終焉世界の二人組
あしがらきかん
第一記
「ねえ彩、今日はここで休まない?」
「もう少し進んでもいいじゃーん」
彩はまだ進みたそうにしている。
「私もう運転したくないよ...」
凛は停止して降りた。
「そろそろガソリンもなくなっちゃうしエンジン切っとこう」
「これがないと移動大変だもんねー」
瓦礫の端っこにカブを停めて座り込む。
「凛、お腹すいたー」
最後にご飯を食べたのはいつだっただろうか、ふと凛は考える。
「最後に食べたのが...12時間前か、食べようか」
バッグからブランケットやスープの缶詰と乾パン取り出して開ける。
アルコールストーブに火をつけて缶ごと暖めた。
暖めている間、二人は空を見上げていた。
きれいな星空だった。
燈らなくなった街灯はしずかにたっている。
「あっ、ぐつぐついってるよ!」
彩は夜景よりご飯らしい。
「まったく...わかったよ」
バッグからカップを取り出して分ける。
温かいスープの匂いで食欲がでてきた。
「それじゃ、食べようか」
「「いただきます」」
二人はただただ食べていた。
貴重な食料。
この世界では安定したものはない。すべてがなくなった世界。
最初は海面上昇によって起きた土地の国内紛争。
それはやがて世界に広がっていった。
世界中で大戦が起き、人間が築き上げてきた繁栄はなくなっていった。
残されたものはごくわずかな食料や兵器、文明しかない。
「昔はここに新幹線が走ってたのかな」
「そうなんだ、ってあれなんで新幹線ってわかるの?」
瓦礫に埋もれ線路は半分くらい埋もれている。
「新幹線は電車と違ってレール幅が少し広いんだ。
あとここらへんはあまりぐにゃぐにゃしてないから速度のでる新幹線なんじゃないかなって」
「どんくらいはやかったの?」
もともと住んでたところが田舎だったので新幹線はあまりなじみがないのだ。
凛はカブを見つめながら答えた。
「私たちが乗ってるバイクの十倍くらいはやい」
彩は驚きすぎて声が出ないようだ。
「でも昔の話だよ。

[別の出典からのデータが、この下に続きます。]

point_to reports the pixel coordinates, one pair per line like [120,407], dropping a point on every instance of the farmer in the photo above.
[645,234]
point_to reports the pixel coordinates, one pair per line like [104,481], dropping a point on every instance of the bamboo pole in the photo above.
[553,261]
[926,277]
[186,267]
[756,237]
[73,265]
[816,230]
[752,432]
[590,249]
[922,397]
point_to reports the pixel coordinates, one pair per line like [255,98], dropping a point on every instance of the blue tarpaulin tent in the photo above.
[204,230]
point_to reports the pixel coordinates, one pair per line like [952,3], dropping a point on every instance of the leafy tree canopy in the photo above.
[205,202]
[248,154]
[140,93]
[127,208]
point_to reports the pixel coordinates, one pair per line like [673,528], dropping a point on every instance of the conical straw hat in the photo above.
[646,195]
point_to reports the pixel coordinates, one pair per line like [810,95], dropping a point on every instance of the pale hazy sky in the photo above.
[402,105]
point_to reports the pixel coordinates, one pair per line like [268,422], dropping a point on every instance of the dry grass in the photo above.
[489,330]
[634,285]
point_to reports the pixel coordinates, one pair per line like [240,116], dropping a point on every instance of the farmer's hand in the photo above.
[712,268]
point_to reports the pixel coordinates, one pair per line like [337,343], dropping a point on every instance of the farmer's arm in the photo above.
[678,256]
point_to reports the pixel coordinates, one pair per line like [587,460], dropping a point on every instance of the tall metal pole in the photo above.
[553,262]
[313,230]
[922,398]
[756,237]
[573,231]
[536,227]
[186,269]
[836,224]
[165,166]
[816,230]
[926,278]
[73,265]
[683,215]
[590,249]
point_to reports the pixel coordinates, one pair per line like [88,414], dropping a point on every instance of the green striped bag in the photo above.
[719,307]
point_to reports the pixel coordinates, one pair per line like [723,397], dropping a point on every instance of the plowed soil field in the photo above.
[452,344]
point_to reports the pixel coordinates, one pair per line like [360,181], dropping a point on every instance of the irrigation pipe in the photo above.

いまじゃそんな早い乗り物なんかないけどね。」
「へー、そうなんだ。いつか乗ってみたいなー」
「いつか...ね」
そのまま二人は寄り添うようにして眠りについた。
なにもないすべてが終わった世界。
言い換えれば、静かで自由な世界。
そんな中、目標を立ててなんとか生きようとする女子高生二人のお話。